Neil Gaiman’s classic Sandman comic book series is one of those properties that has long been considered ‘unfilmable’, mostly because it’s told largely in vignettes, over thousands of years, with a supporting cast of hundreds. Various people have wanted to adapt it over the years, and Gaiman said no to them all – until Netflix came along with their offer. And, thankfully, Gaiman’s instinct to wait for the right partner has resulted in a grown-up, intelligent fantasy series that fills a gap in a market overflowing with snarky, whizz-bang fare.

The series follows the first two volumes of the comic quite faithfully, as Dream, the none-more-goth immortal lord of the dreaming realm (Tom Sturridge) gets captured by a human magus (Charles Dance, in classic bastard mode) and deals with the consequences of his powerful totems being stolen. His quest to regain them takes in a journey to hell, a visit to London with Johanna Constantine (Jenna Coleman) and a horrifying trip to a 24-hour diner with David Thewlis’ John Dee. The second half of the series focuses on Dream’s problems with Rose Walker (Vanesu Samunyai), a young woman with a dangerous connection to the Dreaming. Through it all is the little issue of escaped nightmare The Corinthian (Boyd Holbrook), causing all manner of problems for Dream.

The temptation to foreground Dream’s wacky Endless siblings must have been strong, but the show has instead retained the comic’s interest in the regular folk caught in the middle, such as Hob Gadling, who finds himself immortal thanks to a bet between Dream and his big sister Death (Kirby Howell-Baptiste). Dream’s siblings feature only as glorified cameos, with Kirby Howell-Baptiste shining in a tear-jerking episode, and Mason Alexander Park on wickedly grinning form as Desire.

The show is taking its time, confident that it will be able to tell its full story at its own pace, and reveal its characters and their motivations at the right time. The characters that we meet here are all executed admirably by a stellar cast. Jenna Coleman’s gender-swapped Johanna Constantine is, oddly, one of the most comics-accurate portrayals of the character, and Gwendoline Christie’s beatific Lucifer is like a sinister Renaissance painting come to life. Thewlis and Holbrook also turn in very different, but equally powerful, villainous performances.

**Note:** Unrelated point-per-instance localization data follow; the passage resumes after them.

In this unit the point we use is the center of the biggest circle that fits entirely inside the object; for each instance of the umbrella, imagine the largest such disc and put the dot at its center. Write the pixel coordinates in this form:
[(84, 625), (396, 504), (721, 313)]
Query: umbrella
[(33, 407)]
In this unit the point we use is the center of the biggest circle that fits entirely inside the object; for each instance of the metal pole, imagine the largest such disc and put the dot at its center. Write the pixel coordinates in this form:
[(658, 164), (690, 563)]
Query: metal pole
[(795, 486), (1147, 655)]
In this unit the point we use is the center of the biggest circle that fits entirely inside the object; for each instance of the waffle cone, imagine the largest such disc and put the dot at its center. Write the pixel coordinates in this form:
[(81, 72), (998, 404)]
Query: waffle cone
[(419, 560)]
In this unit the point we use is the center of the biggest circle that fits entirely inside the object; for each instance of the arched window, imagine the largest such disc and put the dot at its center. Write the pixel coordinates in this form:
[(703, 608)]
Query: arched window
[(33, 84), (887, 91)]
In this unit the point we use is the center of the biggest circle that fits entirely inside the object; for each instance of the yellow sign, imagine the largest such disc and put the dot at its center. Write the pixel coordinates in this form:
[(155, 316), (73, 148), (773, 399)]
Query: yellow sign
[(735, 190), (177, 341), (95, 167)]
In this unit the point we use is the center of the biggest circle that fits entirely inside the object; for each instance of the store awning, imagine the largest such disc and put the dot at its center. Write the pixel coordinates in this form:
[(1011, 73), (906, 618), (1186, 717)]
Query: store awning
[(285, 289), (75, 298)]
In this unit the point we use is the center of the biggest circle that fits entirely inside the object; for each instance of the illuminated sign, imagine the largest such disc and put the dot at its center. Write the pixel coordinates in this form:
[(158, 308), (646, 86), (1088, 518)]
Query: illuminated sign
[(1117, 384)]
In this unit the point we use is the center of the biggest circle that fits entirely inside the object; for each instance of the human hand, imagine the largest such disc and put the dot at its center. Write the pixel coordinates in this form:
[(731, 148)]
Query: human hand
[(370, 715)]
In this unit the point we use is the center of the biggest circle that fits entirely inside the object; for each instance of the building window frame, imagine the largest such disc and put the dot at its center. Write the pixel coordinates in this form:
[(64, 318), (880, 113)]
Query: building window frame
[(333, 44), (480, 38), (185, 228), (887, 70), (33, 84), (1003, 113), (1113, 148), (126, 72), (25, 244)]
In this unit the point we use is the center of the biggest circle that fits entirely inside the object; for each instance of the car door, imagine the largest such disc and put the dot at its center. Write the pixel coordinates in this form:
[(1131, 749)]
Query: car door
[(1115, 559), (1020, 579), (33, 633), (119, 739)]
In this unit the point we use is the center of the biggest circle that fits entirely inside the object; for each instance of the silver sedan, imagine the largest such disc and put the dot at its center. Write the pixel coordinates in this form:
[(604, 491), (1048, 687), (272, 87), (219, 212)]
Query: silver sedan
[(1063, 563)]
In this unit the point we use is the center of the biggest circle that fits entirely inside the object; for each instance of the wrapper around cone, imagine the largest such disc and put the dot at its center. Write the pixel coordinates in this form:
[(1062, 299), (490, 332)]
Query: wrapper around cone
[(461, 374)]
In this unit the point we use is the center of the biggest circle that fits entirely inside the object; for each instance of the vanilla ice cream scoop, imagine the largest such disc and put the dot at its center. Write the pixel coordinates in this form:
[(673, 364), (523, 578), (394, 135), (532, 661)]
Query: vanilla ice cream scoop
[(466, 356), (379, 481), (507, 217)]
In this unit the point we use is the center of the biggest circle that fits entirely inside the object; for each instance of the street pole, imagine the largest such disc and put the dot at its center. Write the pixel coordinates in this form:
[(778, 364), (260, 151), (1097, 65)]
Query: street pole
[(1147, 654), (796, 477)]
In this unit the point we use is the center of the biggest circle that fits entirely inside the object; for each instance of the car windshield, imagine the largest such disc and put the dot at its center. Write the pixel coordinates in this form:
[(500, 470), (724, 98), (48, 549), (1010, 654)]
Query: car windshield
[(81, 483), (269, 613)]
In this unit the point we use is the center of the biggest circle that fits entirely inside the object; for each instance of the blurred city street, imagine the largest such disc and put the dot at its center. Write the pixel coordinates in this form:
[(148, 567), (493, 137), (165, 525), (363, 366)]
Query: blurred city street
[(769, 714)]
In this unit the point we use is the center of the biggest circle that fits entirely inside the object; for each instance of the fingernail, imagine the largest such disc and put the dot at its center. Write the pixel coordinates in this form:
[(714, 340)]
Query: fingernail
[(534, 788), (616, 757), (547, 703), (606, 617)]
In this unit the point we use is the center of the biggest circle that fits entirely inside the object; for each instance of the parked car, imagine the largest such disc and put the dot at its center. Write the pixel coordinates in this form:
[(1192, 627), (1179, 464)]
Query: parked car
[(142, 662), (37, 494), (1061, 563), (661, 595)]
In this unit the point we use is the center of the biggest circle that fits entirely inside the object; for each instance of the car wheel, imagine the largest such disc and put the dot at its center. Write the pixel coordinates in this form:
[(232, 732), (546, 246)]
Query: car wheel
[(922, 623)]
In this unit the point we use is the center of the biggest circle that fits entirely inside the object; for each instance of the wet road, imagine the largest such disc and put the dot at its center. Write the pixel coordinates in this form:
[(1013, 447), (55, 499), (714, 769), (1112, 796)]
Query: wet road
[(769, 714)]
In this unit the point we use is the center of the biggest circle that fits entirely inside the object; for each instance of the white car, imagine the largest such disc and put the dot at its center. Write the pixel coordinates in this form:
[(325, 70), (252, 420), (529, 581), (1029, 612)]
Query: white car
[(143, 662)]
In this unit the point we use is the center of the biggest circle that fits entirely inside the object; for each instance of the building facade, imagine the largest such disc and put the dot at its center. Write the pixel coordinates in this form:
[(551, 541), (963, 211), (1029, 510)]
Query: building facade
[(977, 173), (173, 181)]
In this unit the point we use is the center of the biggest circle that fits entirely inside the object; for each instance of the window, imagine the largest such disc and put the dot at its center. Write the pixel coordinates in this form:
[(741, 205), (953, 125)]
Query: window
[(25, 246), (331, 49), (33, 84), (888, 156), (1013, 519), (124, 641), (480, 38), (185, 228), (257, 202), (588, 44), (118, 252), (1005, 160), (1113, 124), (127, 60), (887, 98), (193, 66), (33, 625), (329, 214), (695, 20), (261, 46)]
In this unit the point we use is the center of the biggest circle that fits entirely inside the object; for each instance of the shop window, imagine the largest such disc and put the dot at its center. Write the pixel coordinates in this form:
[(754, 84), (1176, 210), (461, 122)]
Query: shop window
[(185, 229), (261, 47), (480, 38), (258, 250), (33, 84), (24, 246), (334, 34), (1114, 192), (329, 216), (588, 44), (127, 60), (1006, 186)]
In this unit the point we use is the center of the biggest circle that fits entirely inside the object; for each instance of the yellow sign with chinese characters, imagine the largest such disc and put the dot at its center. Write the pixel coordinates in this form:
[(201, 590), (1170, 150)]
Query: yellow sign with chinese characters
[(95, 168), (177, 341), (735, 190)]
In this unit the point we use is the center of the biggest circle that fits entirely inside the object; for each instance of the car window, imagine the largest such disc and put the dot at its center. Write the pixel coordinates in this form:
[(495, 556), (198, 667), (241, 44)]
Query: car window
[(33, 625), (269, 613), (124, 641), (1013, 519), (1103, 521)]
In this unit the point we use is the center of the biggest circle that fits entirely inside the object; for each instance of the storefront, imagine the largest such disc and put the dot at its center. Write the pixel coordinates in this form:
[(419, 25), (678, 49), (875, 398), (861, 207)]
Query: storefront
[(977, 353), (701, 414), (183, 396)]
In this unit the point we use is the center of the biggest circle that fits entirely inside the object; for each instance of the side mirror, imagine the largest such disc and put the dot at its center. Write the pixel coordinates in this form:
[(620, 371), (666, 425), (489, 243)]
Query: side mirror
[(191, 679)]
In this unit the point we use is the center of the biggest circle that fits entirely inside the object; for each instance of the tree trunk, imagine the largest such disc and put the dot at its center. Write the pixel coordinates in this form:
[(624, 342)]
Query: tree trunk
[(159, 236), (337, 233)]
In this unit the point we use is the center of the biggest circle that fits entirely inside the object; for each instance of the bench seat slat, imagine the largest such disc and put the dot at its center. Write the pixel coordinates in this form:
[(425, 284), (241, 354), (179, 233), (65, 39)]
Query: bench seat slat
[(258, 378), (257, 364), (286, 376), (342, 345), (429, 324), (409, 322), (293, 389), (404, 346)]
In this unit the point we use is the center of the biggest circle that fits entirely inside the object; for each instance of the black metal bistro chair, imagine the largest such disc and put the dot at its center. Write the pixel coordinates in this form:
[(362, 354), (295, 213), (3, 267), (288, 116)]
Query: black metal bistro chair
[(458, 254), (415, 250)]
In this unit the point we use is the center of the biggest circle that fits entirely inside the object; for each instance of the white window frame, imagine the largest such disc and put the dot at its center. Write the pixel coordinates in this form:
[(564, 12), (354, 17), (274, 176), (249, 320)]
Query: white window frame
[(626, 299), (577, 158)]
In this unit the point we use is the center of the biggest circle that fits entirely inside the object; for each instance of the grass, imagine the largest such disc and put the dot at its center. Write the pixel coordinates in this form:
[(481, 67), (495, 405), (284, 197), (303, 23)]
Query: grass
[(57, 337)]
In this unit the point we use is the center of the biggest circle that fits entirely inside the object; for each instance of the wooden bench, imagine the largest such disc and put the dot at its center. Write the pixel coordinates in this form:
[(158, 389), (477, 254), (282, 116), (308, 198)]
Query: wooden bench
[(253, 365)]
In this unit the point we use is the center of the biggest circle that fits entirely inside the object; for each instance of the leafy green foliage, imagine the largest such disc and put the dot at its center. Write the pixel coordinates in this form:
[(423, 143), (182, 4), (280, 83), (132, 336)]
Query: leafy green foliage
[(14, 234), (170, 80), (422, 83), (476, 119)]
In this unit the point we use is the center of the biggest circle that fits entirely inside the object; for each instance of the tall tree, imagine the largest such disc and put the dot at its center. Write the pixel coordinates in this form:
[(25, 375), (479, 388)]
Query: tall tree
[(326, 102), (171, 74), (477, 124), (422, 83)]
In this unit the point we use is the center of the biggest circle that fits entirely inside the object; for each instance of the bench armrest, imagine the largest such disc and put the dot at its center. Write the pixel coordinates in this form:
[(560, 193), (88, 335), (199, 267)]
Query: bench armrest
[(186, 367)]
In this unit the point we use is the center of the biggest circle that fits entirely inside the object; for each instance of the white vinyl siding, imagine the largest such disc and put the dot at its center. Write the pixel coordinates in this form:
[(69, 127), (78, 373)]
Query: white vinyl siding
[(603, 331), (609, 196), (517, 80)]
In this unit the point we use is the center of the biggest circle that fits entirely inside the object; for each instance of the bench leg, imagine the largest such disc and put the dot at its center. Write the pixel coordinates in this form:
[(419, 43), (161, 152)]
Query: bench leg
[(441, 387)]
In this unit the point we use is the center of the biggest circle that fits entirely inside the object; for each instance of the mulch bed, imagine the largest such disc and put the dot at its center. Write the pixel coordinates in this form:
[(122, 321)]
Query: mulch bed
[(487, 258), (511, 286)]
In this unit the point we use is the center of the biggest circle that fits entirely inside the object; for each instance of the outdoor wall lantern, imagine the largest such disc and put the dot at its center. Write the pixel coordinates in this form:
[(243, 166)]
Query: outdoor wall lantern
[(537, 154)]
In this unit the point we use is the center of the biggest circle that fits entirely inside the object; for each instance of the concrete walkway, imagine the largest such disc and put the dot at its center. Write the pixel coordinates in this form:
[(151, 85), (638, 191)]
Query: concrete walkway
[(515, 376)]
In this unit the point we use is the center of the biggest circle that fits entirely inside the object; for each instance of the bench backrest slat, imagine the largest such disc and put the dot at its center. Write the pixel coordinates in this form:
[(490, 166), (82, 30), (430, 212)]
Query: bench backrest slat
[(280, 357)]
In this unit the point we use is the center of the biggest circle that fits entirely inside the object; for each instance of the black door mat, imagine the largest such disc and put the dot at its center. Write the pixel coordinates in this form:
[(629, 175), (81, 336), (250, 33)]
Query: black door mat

But season one, really, serves as a character study of Dream. He begins near-silent in episode one, an unearthly pale and sinewy creature, before the show reveals that the proud, often mopey, sometimes wryly funny Dream has more in common with humanity than he would like to think. And, indeed, if comic fans have one niggling problem with the show it will probably be the fact that Sturridge’s Dream looks less like a god and more like someone you’d see smoking outside a pub in Camden. But TV is a different medium to comics, and this version of Dream works on the screen – and makes the moments where he adopts the laws-of-physics-be-damned aspects of his being all the more impressive.